Take medication exactly as prescribed, usually once or twice daily.,May cause dizziness or drowsiness; avoid driving until effects are known.,Stand up slowly to prevent falls from low blood pressure.,Report unexplained fever, fatigue, or jaundice (signs of liver issues).,Avoid alcohol, which enhances sedative effects.,Do not stop abruptly (risk of rebound hypertension).
No interactions on record
No interactions on record
Explore head-to-head clinical comparisons of other medications in the same therapeutic classes.
Common clinical questions about RAUSERPIN vs ALDOCLOR-150, answered by our medical review team.
RAUSERPIN is a Antihypertensive that works by Rauwolfia alkaloid (reserpine) depletes catecholamines (norepinephrine, dopamine, serotonin) from sympathetic nerve endings and brain by irreversibly binding to vesicular monoamine transporter (VMAT). This results in reduced sympathetic outflow, decreased heart rate, and vasodilation.. ALDOCLOR-150 is a Antihypertensive Combination (Central Alpha Agonist and Thiazide Diuretic) that works by Aldoclor-150 is a combination of methyldopa and chlorothiazide. Methyldopa is a centrally acting alpha-2 adrenergic agonist that reduces sympathetic outflow, decreasing peripheral vascular resistance and blood pressure. Chlorothiazide is a thiazide diuretic that inhibits sodium reabsorption in the distal convoluted tubule, leading to increased excretion of sodium and water, reducing plasma volume and blood pressure.. They differ in pharmacokinetic profiles, FDA-approved indications, and side effect profiles.
Potency comparisons between RAUSERPIN and ALDOCLOR-150 depend on the specific clinical indication. These are agents from distinct pharmacological classes and are not directly interchangeable by dose. A physician or clinical pharmacist should guide any therapeutic switching decisions.
The standard adult dose of RAUSERPIN is: Initial: 0.1-0.25 mg orally once daily; increase gradually to 0.5-1 mg per day in 2 divided doses. Maximum: 3 mg/day.. The standard adult dose of ALDOCLOR-150 is: ALDOCLOR-150 is a combination product containing 150 mcg of clonidine and 25 mg of chlorthalidone. The typical adult dose is one tablet orally once daily.. Dosing should always be individualized based on indication, renal and hepatic function, age, and other patient factors.

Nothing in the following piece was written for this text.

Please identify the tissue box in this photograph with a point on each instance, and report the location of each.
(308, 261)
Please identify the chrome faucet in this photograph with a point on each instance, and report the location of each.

No direct drug-drug interaction has been formally documented between RAUSERPIN and ALDOCLOR-150 in current clinical databases. However, individual patient risk factors including other medications, organ function, and comorbidities should always be evaluated by a qualified healthcare provider.
The maternal-fetal safety profiles differ. RAUSERPIN is classified as Category C. Rauserpin (reserpine) crosses the placenta. First trimester: Increased risk of congenital malformations including skeletal and cardiovascular anomalies based on animal studies; hum. ALDOCLOR-150 is classified as Category C. First trimester: Increased risk of neural tube defects (spina bifida) and other major congenital malformations (e.g., cardiovascular, orofacial clefts) due to folate antagonism. Se. Always consult a maternal-fetal medicine specialist before taking either drug during pregnancy or lactation.